Politique et diplomatie - Bonn-Washington et Bonn-Moscou
Pour la première fois depuis sa constitution en 1949, la République fédérale connaît une crise politique sérieuse. Le 27 octobre, les quatre ministres du Parti libéral (F.D.P.) qui avaient rejoint les Chrétiens-Démocrates (C.D.U.) dans l’équipe gouvernementale formée sous la houlette de M. Erhard ont donné leur démission. L’occasion leur en fut fournie par la discussion du budget. Le « miracle », dont le mérite fut attribué à M. Erhard qui a fait de la République fédérale la troisième puissance industrielle du monde après les États-Unis et l’U.R.S.S., n’empêche pas que des difficultés financières et des problèmes d’équilibre budgétaire commencent à préoccuper sérieusement les responsables de l’économie allemande. Mais des raisons plus profondes ont motivé la décision des Libéraux. Parti d’appoint, il est normal qu’il soit particulièrement attentif aux fluctuations du corps électoral. Or, on a pu reconnaître, à divers signes, un ébranlement du système statique dans lequel semblait s’être figée la vie politique allemande. Cet ébranlement s’explique par diverses causes.

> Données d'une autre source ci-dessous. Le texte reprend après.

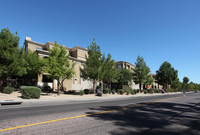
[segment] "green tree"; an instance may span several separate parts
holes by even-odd
[[[195,90],[195,84],[193,82],[190,82],[189,85],[188,85],[188,89],[190,90]]]
[[[121,84],[122,86],[128,84],[129,81],[132,80],[132,72],[129,69],[122,68],[119,70],[119,78],[118,78],[118,83]]]
[[[19,47],[19,37],[4,28],[0,32],[0,81],[10,77],[10,66],[14,62]]]
[[[74,64],[70,64],[66,49],[55,42],[55,46],[49,48],[49,57],[44,58],[43,72],[48,73],[51,79],[58,80],[58,94],[64,91],[63,82],[75,74]]]
[[[102,77],[102,54],[100,46],[98,46],[93,39],[92,44],[88,47],[88,56],[86,56],[86,63],[84,68],[80,68],[81,77],[93,81],[93,91],[95,93],[96,83]]]
[[[156,73],[156,80],[158,84],[163,85],[164,89],[167,89],[178,78],[178,70],[175,70],[167,61],[162,63]]]
[[[105,56],[103,56],[102,62],[102,80],[103,82],[108,82],[109,89],[111,90],[111,83],[116,81],[118,78],[118,70],[116,68],[115,61],[112,60],[110,54],[108,54],[106,59]]]
[[[150,74],[150,69],[146,65],[143,57],[137,57],[135,68],[133,69],[133,81],[135,84],[139,84],[140,90],[142,89],[143,84],[151,84],[153,82],[153,78]]]
[[[188,82],[189,82],[188,77],[183,77],[183,84],[182,84],[182,89],[188,89]]]
[[[171,84],[171,88],[176,90],[176,89],[181,89],[181,82],[179,81],[179,79],[177,78],[175,81],[172,82]]]
[[[149,73],[144,81],[144,85],[152,85],[152,83],[153,83],[153,77],[152,74]]]
[[[183,83],[187,84],[190,81],[188,77],[183,77]]]

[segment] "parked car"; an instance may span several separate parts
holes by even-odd
[[[195,90],[194,93],[199,93],[199,91],[198,91],[198,90]]]

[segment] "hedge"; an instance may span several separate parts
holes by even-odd
[[[40,98],[41,89],[34,86],[21,86],[20,87],[22,98],[30,99],[30,98]]]
[[[13,91],[14,91],[13,87],[5,87],[3,89],[3,93],[6,93],[6,94],[11,94],[11,93],[13,93]]]

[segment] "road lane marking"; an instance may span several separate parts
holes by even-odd
[[[148,102],[148,103],[143,103],[143,104],[136,104],[136,105],[132,105],[132,106],[128,106],[128,107],[122,107],[120,109],[113,109],[113,110],[96,112],[96,113],[91,113],[91,114],[84,114],[84,115],[79,115],[79,116],[73,116],[73,117],[67,117],[67,118],[62,118],[62,119],[49,120],[49,121],[44,121],[44,122],[39,122],[39,123],[33,123],[33,124],[28,124],[28,125],[17,126],[17,127],[5,128],[5,129],[0,129],[0,132],[2,132],[2,131],[8,131],[8,130],[14,130],[14,129],[18,129],[18,128],[31,127],[31,126],[41,125],[41,124],[53,123],[53,122],[58,122],[58,121],[63,121],[63,120],[70,120],[70,119],[75,119],[75,118],[82,118],[82,117],[92,116],[92,115],[97,115],[97,114],[104,114],[104,113],[109,113],[109,112],[115,112],[115,111],[120,111],[120,110],[122,111],[122,110],[127,110],[127,109],[130,109],[130,108],[134,108],[134,107],[145,106],[145,105],[148,105],[148,104],[154,104],[154,103],[158,103],[158,102],[162,102],[162,101],[167,101],[167,100],[171,100],[171,99],[175,99],[175,98],[180,98],[180,97],[183,97],[183,96],[178,96],[178,97],[173,97],[173,98],[166,98],[166,99],[157,100],[157,101]]]

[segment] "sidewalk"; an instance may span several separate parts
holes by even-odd
[[[6,101],[6,100],[17,100],[22,101],[23,103],[42,103],[42,102],[73,102],[73,101],[98,101],[98,100],[114,100],[114,99],[126,99],[126,98],[132,98],[132,97],[141,97],[141,96],[157,96],[157,95],[169,95],[169,94],[178,94],[181,92],[176,93],[154,93],[154,94],[143,94],[143,93],[137,93],[136,95],[119,95],[119,94],[103,94],[102,97],[95,96],[94,94],[88,94],[88,95],[67,95],[67,94],[60,94],[59,96],[57,94],[41,94],[40,99],[22,99],[21,93],[19,92],[13,92],[12,94],[4,94],[0,93],[0,101]]]

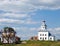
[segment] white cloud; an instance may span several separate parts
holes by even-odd
[[[6,18],[0,19],[0,23],[1,23],[1,22],[4,22],[4,23],[17,23],[17,24],[24,23],[23,20],[6,19]]]
[[[26,18],[27,14],[15,14],[15,13],[5,13],[1,15],[2,17],[10,17],[10,18]]]
[[[37,9],[60,9],[60,0],[0,0],[0,9],[25,13]]]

D’abord, plus de vingt ans après la défaite, de nouvelles générations participent à la vie politique, qui n’ont connu ni le régime national-socialiste, ni la guerre, ni la défaite. Ces nouvelles couches de citoyens allemands se posent des questions et exigent des réponses dont ne s’inquiétaient pas leurs aînés. Ce que ceux-ci demandaient, somme toute, c’était qu’on leur permit de reconstruire leur Allemagne, d’en faire par leur travail une grande puissance industrielle et commerciale et de regagner dans le monde le respect et les amitiés que le régime hitlérien et la guerre avaient ruinés. Obsédée aussi par la crainte de l’Union soviétique, la génération de l’après-guerre subordonnait la politique à la recherche de la sécurité. Or, la situation internationale a changé, et l’opinion en est consciente, en Allemagne occidentale comme ailleurs. D’abord, la crainte obsessionnelle de l’Union soviétique tend à s’affaiblir dans le climat de la détente. Le public allemand ne croit plus sérieusement que l’Union soviétique décide un jour de lancer ses divisions ou ses engins nucléaires sur le territoire de l’Allemagne. À l’assaut de quoi ? En second lieu, l’attitude adoptée par la France en politique extérieure a éveillé outre-Rhin des échos et mis en question certains tabous. Enfin, la politique de Washington, hors d’Europe et en Europe, a eu pour effet de créer ou d’accentuer un malaise dont la démission des ministres libéraux n’est que l’une des manifestations.
Mon propos n’est pas ici d’exposer pour elle-même et dans sa généralité la politique extérieure du gouvernement fédéral dans la conjoncture actuelle. Je remarque seulement que les difficultés rencontrées par le Chancelier étaient probablement inévitables, compte tenu de la simple évolution démographique. Je ne traiterai dans cet article que de deux arguments qu’on peut désigner l’un comme l’argument de « l’axe Bonn-Washington », l’autre comme l’argument d’un « nouveau Rapallo ».